We often think of arthritis as general joint pain or loss of mobility that comes along as we get older. Arthritis is actually an umbrella term for more than 100 different diseases and can impact young people as well as old. On a recent episode of The Doctors, I spoke with Dr. Travis Stork about how you can tell the difference between two of the most common types – osteoarthritis and rheumatoid arthritis. I’d like to speak with you more about rheumatoid arthritis.

Rheumatoid arthritis – or RA – is a chronic, systemic autoimmune disease that can be painful and disabling. An estimated 1.6 million people in the United States have RA—that’s almost one percent of the nation’s adult population. There are nearly three times as many women as men with the disease. RA causes a range of symptoms, the most prominent being stiffness and swelling in the joints – particularly those in the hands, feet and knees. The joint pain is often felt in the same joint on both sides of the body and eventually, joints may lose their range of motion and may become deformed. Over time, people with RA may see a decrease in the ability to perform their daily activities.

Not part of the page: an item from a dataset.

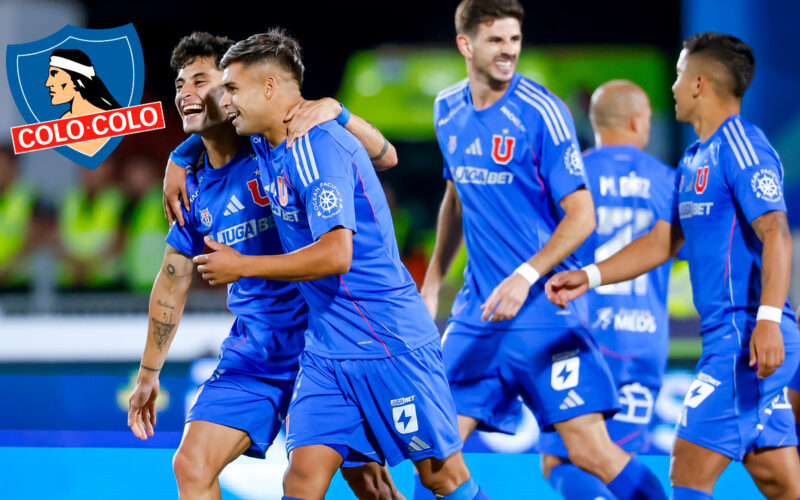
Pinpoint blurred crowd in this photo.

A growing body of research is focusing on the impact of obesity on people living with RA. Obesity in RA is associated with decreased physical ability and health as well as increased pain, and signs of inflammation. Researchers are finding that heavier people may actually have more severe forms of the disease, but they still don’t quite understand the connection between the two. Studies show that regular moderate exercise may help reduce joint pain and stiffness and improve psychological well-being.

Because RA is a chronic disease, those living with it may need ongoing treatment. Treatment can reduce signs and symptoms and improve physical function. If you’ve been diagnosed with RA, work closely with your healthcare team to develop the best treatment plan for you.